Based on the same application concept as the abnormal emotion detection method, the invention also provides the abnormal emotion detection device. Because the principle of solving the problem of the abnormal emotion detection device is similar to that of an abnormal emotion detection method, the implementation of the abnormal emotion detection device can refer to the implementation of the abnormal emotion detection method, and repeated parts are not repeated.
The invention can not only improve the automation level of field detection, but also ensure the stable emotion of the staff, provide the working quality and assist the rapid development of enterprise business by acquiring the audio and video data of the staff during working in real time and identifying and detecting the emotion of the staff on the working field in real time.

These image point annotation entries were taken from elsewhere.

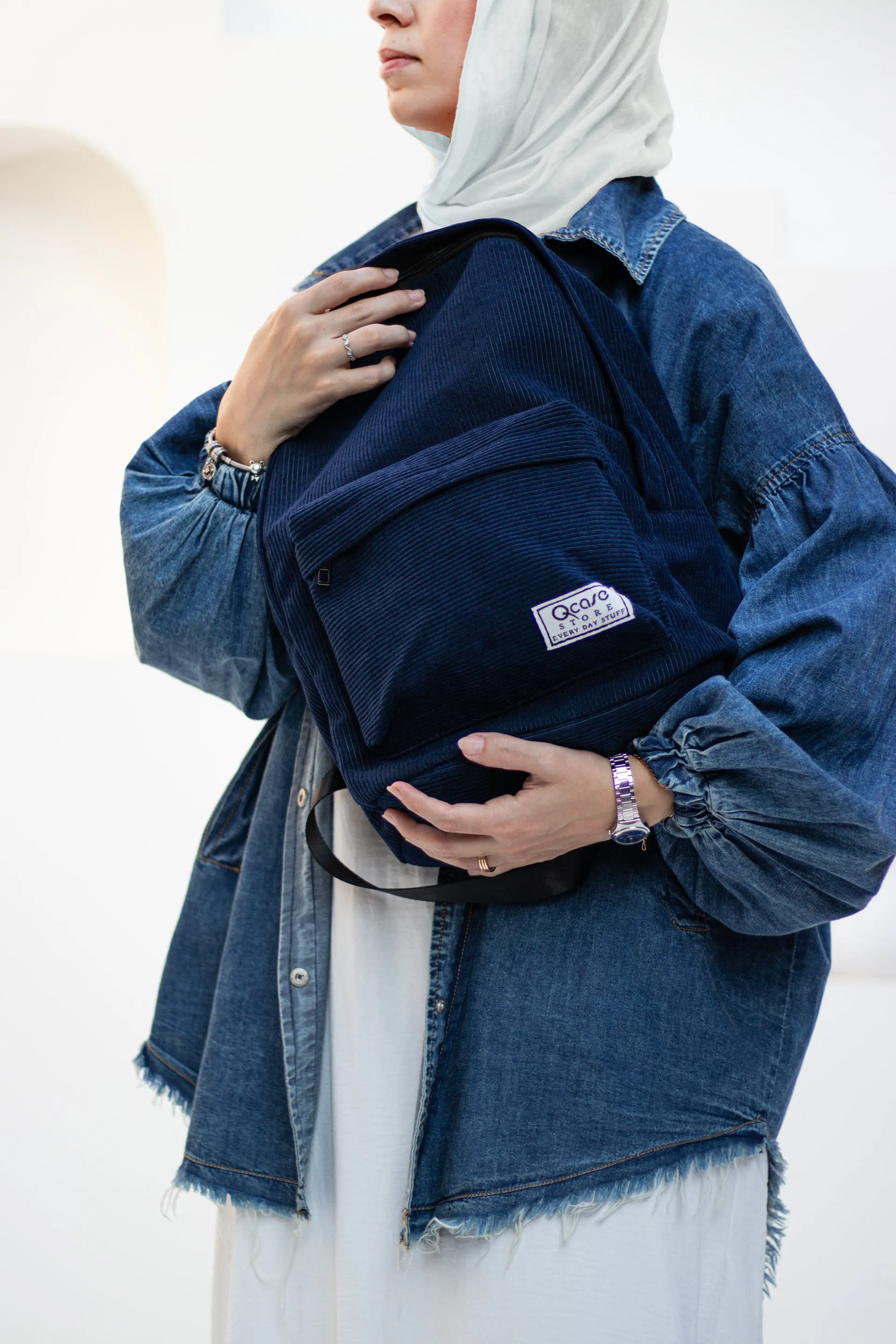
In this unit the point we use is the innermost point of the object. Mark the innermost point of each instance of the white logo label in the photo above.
(578, 615)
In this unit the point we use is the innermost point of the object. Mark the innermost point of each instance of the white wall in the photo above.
(167, 173)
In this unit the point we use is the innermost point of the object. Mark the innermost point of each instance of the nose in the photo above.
(389, 13)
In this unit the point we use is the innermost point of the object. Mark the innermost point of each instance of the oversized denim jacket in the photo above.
(655, 1022)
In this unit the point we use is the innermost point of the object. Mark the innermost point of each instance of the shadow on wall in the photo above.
(83, 351)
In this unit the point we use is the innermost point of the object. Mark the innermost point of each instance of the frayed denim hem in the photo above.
(606, 1199)
(163, 1084)
(777, 1215)
(221, 1195)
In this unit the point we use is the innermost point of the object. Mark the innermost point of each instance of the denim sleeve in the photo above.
(784, 815)
(194, 573)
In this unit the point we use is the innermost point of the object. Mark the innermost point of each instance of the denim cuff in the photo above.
(242, 490)
(692, 811)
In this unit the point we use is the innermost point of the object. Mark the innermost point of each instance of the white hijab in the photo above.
(558, 97)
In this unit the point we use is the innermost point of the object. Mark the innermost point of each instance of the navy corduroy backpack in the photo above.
(507, 537)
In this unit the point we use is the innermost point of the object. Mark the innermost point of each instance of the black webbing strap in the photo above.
(535, 885)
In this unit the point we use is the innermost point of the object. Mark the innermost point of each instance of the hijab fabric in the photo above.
(558, 97)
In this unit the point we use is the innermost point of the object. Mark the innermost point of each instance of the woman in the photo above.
(593, 1085)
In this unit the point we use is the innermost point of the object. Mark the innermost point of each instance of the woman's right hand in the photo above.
(297, 364)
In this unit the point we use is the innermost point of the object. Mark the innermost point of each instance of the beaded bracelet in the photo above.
(217, 456)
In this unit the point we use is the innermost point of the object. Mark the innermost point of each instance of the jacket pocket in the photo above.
(477, 576)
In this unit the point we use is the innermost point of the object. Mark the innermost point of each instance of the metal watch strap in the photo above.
(629, 822)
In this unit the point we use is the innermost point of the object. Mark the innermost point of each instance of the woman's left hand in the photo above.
(566, 803)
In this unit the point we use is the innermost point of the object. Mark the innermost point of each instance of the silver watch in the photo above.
(629, 828)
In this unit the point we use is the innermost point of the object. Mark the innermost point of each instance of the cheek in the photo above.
(447, 28)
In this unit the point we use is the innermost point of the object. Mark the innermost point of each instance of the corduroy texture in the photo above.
(523, 451)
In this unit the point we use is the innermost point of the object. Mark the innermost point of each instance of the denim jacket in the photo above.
(655, 1022)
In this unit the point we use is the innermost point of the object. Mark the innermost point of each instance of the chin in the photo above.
(410, 111)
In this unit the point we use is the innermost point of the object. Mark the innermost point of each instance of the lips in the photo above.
(392, 61)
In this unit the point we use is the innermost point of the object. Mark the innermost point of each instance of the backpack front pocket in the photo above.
(477, 576)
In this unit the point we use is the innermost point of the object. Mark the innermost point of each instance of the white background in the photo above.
(167, 173)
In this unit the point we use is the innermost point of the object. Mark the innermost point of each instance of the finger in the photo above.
(348, 381)
(374, 308)
(452, 818)
(339, 289)
(500, 752)
(371, 339)
(455, 850)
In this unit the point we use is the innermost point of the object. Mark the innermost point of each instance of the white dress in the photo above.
(683, 1265)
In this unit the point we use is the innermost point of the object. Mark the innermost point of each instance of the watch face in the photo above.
(633, 836)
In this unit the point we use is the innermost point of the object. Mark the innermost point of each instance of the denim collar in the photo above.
(629, 218)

The invention also provides an electronic device comprising a memory, a processor and a computer program stored on the memory and executable on the processor, wherein the processor implements the method when executing the program.

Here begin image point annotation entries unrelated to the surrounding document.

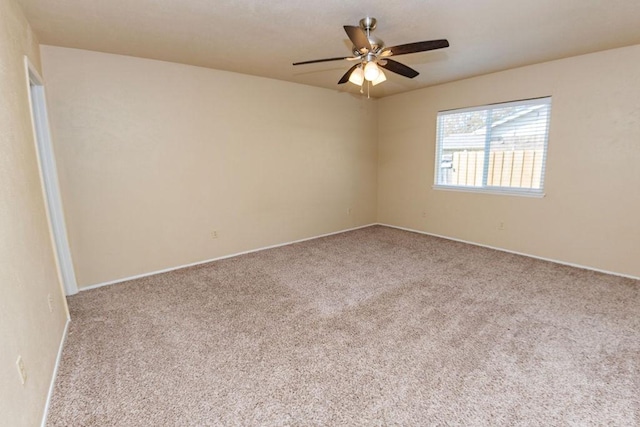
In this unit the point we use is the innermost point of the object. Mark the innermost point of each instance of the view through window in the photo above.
(499, 147)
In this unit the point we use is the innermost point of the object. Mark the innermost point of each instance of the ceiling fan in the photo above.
(371, 54)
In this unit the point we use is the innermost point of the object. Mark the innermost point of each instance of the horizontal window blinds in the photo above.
(498, 147)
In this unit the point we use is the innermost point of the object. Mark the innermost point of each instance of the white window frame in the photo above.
(518, 191)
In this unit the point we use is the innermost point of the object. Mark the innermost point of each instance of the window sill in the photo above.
(495, 191)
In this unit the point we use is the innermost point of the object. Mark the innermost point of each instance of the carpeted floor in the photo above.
(371, 327)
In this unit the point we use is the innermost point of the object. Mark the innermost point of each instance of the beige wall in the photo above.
(27, 268)
(153, 156)
(591, 213)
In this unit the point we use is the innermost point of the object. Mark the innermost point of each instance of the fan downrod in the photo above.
(368, 24)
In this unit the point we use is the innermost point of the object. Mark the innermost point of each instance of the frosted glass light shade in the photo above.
(371, 71)
(357, 77)
(380, 79)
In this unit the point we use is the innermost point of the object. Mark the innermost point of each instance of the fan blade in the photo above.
(405, 49)
(346, 76)
(314, 61)
(398, 68)
(358, 38)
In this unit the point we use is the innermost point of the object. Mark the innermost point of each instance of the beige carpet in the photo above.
(372, 327)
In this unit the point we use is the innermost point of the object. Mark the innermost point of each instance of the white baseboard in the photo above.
(55, 374)
(166, 270)
(584, 267)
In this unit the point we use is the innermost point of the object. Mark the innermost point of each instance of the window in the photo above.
(494, 148)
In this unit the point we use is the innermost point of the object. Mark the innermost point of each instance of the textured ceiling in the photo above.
(263, 38)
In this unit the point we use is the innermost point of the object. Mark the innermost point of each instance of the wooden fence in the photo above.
(517, 168)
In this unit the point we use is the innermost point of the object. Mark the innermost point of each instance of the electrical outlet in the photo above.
(22, 371)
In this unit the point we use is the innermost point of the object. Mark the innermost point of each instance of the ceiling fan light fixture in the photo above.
(357, 76)
(381, 78)
(371, 71)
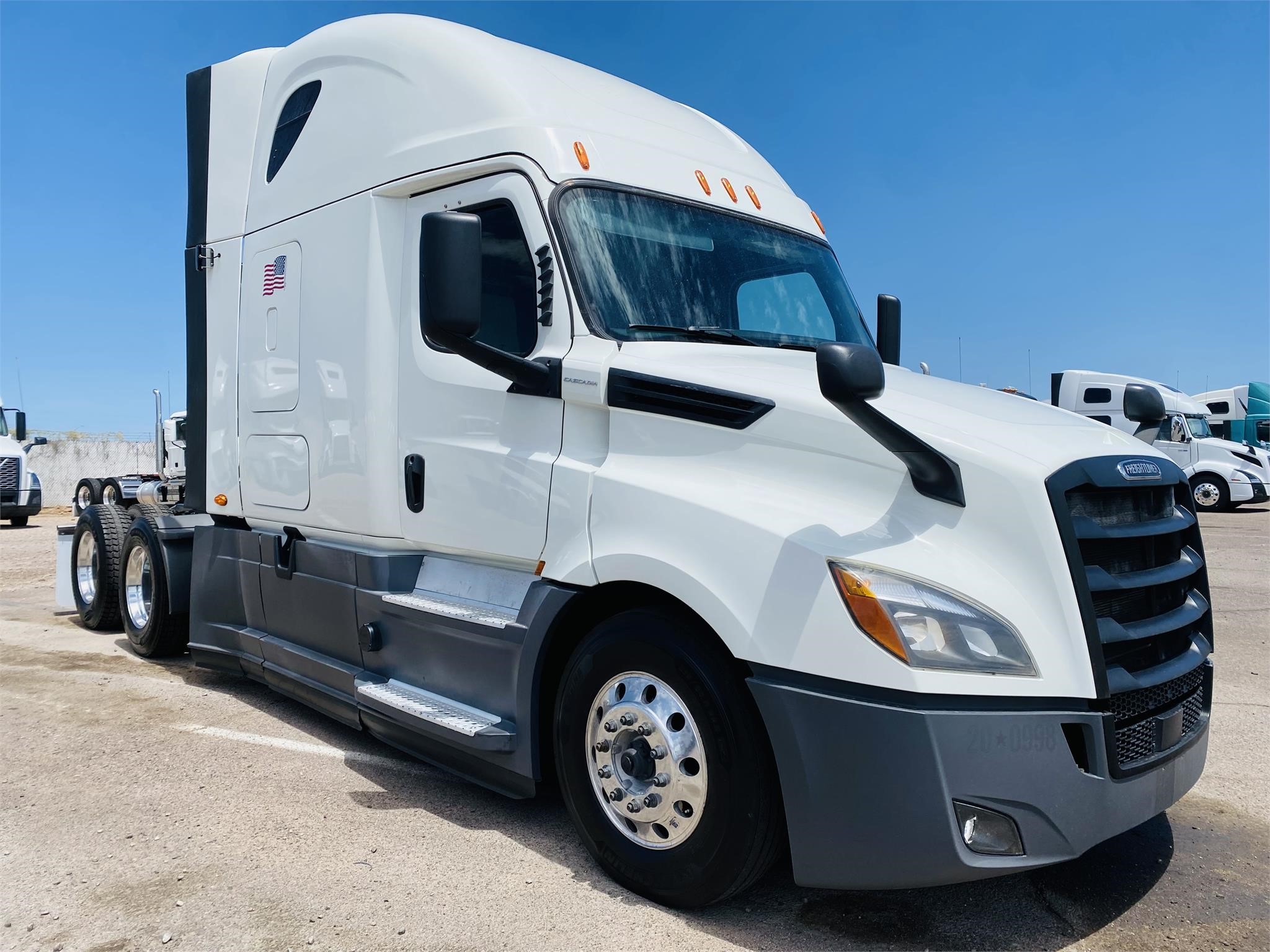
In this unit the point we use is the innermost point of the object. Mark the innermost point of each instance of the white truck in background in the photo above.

The present invention also provides a computer-readable storage medium storing a computer program for executing the above method.
As shown in fig. 5, the electronic device 600 may further include: communication module 110, input unit 120, audio processing unit 130, display 160, power supply 170. It is noted that the electronic device 600 does not necessarily include all of the components shown in fig. 5; furthermore, the electronic device 600 may also comprise components not shown in fig. 5, which may be referred to in the prior art.
As shown in fig. 5, the central processor 100, sometimes referred to as a controller or operational control, may include a microprocessor or other processor device and/or logic device, the central processor 100 receiving input and controlling the operation of the various components of the electronic device 600.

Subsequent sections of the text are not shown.